C3POa icon indicating copy to clipboard operation
C3POa copied to clipboard

Calling Consensi Hang

Open AndrewSkelton opened this issue 3 years ago • 2 comments

Hi, I'm trying to replicate the B-Cell data from your 2018 paper (lovely work btw!)

I've downloaded the SRA data, so I'm working with SRR6924616_R2C2_full_length_cDNA_sequencing_of_single_human_B_cells_1.fastq.gz.

I've git clone'd your repo and ran the setup without issue, along with Racon / BLAT conda installed (available in the path).

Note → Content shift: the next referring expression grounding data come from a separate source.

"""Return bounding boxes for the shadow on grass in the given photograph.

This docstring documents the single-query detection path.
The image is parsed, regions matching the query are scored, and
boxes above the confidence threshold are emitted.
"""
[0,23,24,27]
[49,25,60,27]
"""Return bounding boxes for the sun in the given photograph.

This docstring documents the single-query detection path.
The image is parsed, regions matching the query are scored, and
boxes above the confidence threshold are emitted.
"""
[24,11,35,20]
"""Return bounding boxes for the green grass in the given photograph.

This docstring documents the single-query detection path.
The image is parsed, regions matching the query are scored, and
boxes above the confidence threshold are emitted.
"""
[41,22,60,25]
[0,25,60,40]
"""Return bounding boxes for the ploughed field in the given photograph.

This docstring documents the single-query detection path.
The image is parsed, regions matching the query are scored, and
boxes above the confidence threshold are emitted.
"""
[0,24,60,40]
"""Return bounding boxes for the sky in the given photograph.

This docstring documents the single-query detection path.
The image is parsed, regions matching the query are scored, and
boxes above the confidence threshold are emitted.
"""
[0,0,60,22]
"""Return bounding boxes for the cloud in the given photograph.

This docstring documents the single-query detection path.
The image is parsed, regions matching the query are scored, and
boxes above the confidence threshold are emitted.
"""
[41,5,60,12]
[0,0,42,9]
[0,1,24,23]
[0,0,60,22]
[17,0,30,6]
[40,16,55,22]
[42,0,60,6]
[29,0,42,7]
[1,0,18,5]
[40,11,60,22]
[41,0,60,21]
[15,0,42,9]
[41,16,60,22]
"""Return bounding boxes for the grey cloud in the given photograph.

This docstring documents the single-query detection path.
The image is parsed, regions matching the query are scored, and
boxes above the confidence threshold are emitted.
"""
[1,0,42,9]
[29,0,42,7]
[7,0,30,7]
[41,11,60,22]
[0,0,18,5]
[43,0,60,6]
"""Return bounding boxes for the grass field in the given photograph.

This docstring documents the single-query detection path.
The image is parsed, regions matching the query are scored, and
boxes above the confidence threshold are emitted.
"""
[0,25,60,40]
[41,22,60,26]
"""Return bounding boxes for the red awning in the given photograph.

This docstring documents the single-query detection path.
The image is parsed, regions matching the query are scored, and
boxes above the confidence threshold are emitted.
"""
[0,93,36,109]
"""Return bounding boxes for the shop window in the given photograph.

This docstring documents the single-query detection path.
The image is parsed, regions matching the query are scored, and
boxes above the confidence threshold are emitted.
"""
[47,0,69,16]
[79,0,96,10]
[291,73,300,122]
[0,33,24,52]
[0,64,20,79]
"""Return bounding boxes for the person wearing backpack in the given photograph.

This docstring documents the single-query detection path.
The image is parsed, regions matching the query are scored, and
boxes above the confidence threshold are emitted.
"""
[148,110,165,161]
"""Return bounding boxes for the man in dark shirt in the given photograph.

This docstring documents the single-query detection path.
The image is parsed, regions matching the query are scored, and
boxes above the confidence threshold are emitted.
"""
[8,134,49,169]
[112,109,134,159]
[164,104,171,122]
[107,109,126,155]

When running the command (using a subset of the data or the whole enchilada), it seems to hang on the "Calling consensi" portion for a long period of time, then the script finishes. The splint.fasta is the one included in your repo. The output directory contains a splint_to_read_alignments.psl file which is sizeable, but the R2C2_Consensus.fasta & R2C2_Subreads.fastq are empty.

Command:

python3 C3POa.py \
                -r ../../Data/R2C2/SRR6924616_R2C2_full_length_cDNA_sequencing_of_single_human_B_cells_1.fastq.gz \
                -o ../C3POa_All -s splint.fasta -l 1000 -d 500 -n 8 -g 1000

Log Contents:

C3POa version: v2.2.3
Total reads: 2873159
No splint reads: 796038 (27.71%)
Under len cutoff: 668197 (23.26%)
Total thrown away reads: 1464235 (50.96%)
Reads after preprocessing: 1408924

Output:

Aligning splints to reads with blat
Preprocessing: 100%|████████████████████████████████████████████████████████████████████████████████████████████████████████████████████████████████████████████████████████████████████████████| 2205/2205 [19:48<00:00,  1.85it/s]
Catting psls: 100%|█████████████████████████████████████████████████████████████████████████████████████████████████████████████████████████████████████████████████████████████████████████████| 2205/2205 [00:22<00:00, 99.51it/s]
Removing preprocessing files: 100%|███████████████████████████████████████████████████████████████████████████████████████████████████████████████████████████████████████████████████████████| 2205/2205 [00:00<00:00, 2347.87it/s]
Calling consensi:   0%|                                                                                                                                                                                  | 0/2205 [1:44:10<?, ?it/s]
Catting consensus reads: 0it [00:00, ?it/s]
Catting subreads: 0it [00:00, ?it/s]
Removing files: 0it [00:00, ?it/s]

System shows 100% usage and those 8 threads actively working, even with no output on the Consensus Calling. Any advice would be very welcome / obvious errors I could be making! (and thanks for maintaining this repo).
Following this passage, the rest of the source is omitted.